The good news for Republicans in last night's vice presidential debate is that Sarah Palin saved herself. Sure, her paper-thin grasp of policy issues and reliance on canned talking points was an embarrassment. She was barely able to cope with a question about the gravest responsibility of the presidency--the potential use of nukes. And many of her sharpest talking points--about funding US troops and the fiendish mainstream media--seemed tailored more for a conservative base already supporting her ticket anyway. Still, before an audience that was prepared for 90 excruciating minutes of Miss South Carolina, Palin avoided committing the kind of indelible, viral-on-YouTube gaffe that would destroy her candidacy, as well as her future political prospects. She drew no blanks, made no major errors of fact. There was no "e" on her potato.

So the calls to dump Palin from the ticket will now stop, except among those hardy Republicans who actually care about her qualifications to be president. (President! Remember that's what we're talking about here, not some high-stakes reality show. In theory, Sarah Palin could be signing executive orders, appointing Supreme Court Justices, and even ordering air strikes on Iran by the time Super Bowl XLIII kicks off in Tampa on February 1. The debate's seemingly-cowed moderator, Gwen Ifill, did disappointingly little to bring that scenario to life.) And with her debate prep and the drip -drip of her network interview gaffes behind her, Palin can now return to whipping up conservative crowds on the stump and charming the obsequious hosts of right-wing talk radio.

Yet what Palin did to actually help--as opposed to not hurting--John McCain is a different question. It's hard to imagine that anything happened last night which dims Barack Obama's very sunny prospects. Palin certainly didn't introduce any damning new facts about Obama's record, or even particularly clever new iterations of old ones.
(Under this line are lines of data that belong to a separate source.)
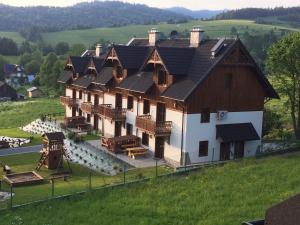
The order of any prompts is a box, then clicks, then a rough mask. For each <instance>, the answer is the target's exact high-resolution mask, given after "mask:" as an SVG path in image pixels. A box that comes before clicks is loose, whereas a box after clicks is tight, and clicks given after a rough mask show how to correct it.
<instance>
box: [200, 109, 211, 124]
mask: <svg viewBox="0 0 300 225" xmlns="http://www.w3.org/2000/svg"><path fill="white" fill-rule="evenodd" d="M200 122H201V123H210V109H209V108H204V109H202V110H201V116H200Z"/></svg>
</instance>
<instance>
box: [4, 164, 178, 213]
mask: <svg viewBox="0 0 300 225" xmlns="http://www.w3.org/2000/svg"><path fill="white" fill-rule="evenodd" d="M118 170H119V173H118V174H117V175H115V176H107V175H103V174H101V173H98V172H95V171H89V172H88V173H85V174H81V171H74V176H73V174H65V175H61V176H57V177H49V178H47V179H44V181H43V183H41V184H37V185H30V186H19V187H15V186H14V185H11V184H9V183H8V182H5V181H3V180H2V181H1V182H0V193H2V194H3V193H5V196H2V199H1V195H0V210H7V209H13V208H17V207H21V206H24V205H30V204H37V203H41V202H45V201H48V200H51V199H60V198H66V197H72V196H75V195H79V194H84V193H87V192H90V191H92V190H97V189H103V188H112V187H116V186H124V185H127V184H132V183H137V182H141V181H147V180H150V179H156V178H158V177H161V176H166V175H170V174H176V173H178V172H176V171H174V170H173V169H172V168H170V167H168V166H166V165H159V163H158V162H157V161H156V166H155V167H151V168H131V167H128V166H126V165H124V167H123V168H118ZM41 173H43V171H41Z"/></svg>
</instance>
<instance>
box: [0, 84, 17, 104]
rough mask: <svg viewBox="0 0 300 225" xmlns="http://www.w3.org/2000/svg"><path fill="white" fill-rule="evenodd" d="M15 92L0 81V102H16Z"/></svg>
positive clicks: (14, 89)
mask: <svg viewBox="0 0 300 225" xmlns="http://www.w3.org/2000/svg"><path fill="white" fill-rule="evenodd" d="M17 99H18V94H17V91H16V90H15V89H14V88H12V87H11V86H9V85H8V84H7V83H5V82H3V81H0V101H7V100H17Z"/></svg>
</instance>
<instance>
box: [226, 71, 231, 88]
mask: <svg viewBox="0 0 300 225" xmlns="http://www.w3.org/2000/svg"><path fill="white" fill-rule="evenodd" d="M224 79H225V87H226V88H228V89H230V88H231V87H232V74H231V73H228V74H225V78H224Z"/></svg>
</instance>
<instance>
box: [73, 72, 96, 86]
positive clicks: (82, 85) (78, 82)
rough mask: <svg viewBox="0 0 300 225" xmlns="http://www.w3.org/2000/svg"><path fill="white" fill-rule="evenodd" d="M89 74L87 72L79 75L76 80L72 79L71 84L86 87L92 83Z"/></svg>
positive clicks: (89, 85) (90, 78) (91, 75)
mask: <svg viewBox="0 0 300 225" xmlns="http://www.w3.org/2000/svg"><path fill="white" fill-rule="evenodd" d="M91 76H92V75H89V74H88V75H85V76H82V77H79V78H77V79H76V80H74V81H73V83H72V84H73V85H75V86H78V87H82V88H87V87H88V86H90V84H91V83H92V77H91Z"/></svg>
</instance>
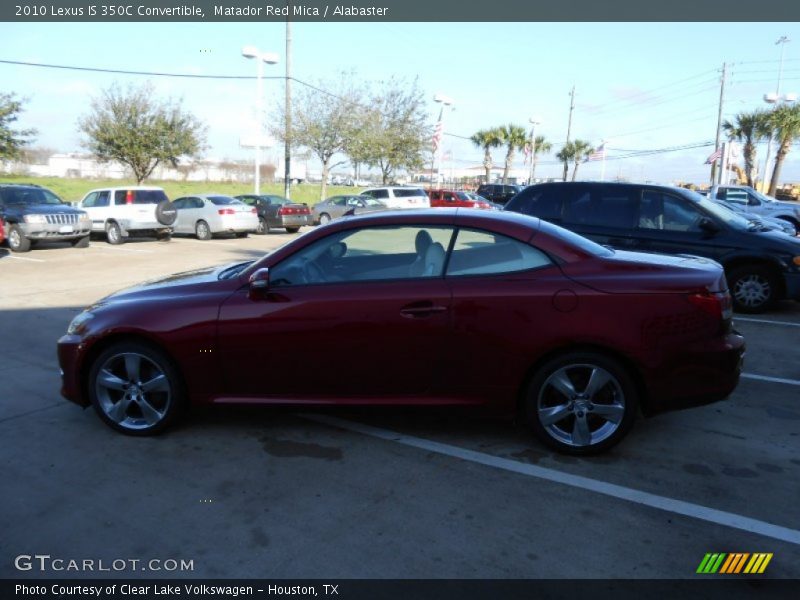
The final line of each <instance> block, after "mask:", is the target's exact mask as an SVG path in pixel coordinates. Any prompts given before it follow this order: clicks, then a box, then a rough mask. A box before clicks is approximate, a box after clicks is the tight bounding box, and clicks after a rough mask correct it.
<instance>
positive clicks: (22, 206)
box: [8, 204, 86, 215]
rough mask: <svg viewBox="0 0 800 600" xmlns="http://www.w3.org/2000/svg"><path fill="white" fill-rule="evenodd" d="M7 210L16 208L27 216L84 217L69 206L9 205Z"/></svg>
mask: <svg viewBox="0 0 800 600" xmlns="http://www.w3.org/2000/svg"><path fill="white" fill-rule="evenodd" d="M8 206H9V208H17V209H22V210H24V211H25V213H26V214H29V215H56V214H58V215H64V214H67V215H74V214H79V215H85V214H86V212H85V211H82V210H78V209H77V208H73V207H72V206H70V205H69V204H9V205H8Z"/></svg>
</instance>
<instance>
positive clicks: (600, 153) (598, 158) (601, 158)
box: [586, 142, 606, 160]
mask: <svg viewBox="0 0 800 600" xmlns="http://www.w3.org/2000/svg"><path fill="white" fill-rule="evenodd" d="M605 157H606V144H605V142H603V143H602V144H600V145H599V146H598V147H597V148H595V149H594V150H593V151H592V153H591V154H590V155H589V156H587V157H586V160H603V159H604V158H605Z"/></svg>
John McCain may have gone to bed last night pleased with the thought that Palin didn't melt down. But as Palin would say, that's looking backwards. Ahead of McCain now is a gruesome tableau, mainly consisting at the moment of the financial crisis, still convulsing on the table like a trauma patient, with McCain in the role of a hapless doctor tangled up in his own stethoscope. Given that prospects for a clean House vote on a financial bailout package are still uncertain, the campaign is sure to spend at least a few more days stuck on an issue that eats away McCain's poll numbers like acid. Meanwhile McCain's team is writing off Michigan as lost, and is now placing bets on weird scenarios like stealing away northern Maine's one electoral vote. In recent days McCain's cranky demeanor has increasingly suggested a man with a sense of creeping doom: He refused to look at Obama during last Friday's debate and frostily accepted his greeting on the Senate floor Wednesday night; he snapped and groused at the Des Moines Register's editorial board; and in B-roll footage of his meanderings around the Capitol hallways these past few days, he has seemed to be grimacing with annoyance (a stark contrast to his rival's unfailingly winning smiles). So, yes, Sarah Palin saved herself tonight. But John McCain is the one who really needs to be saved, and soon it will be too late for that.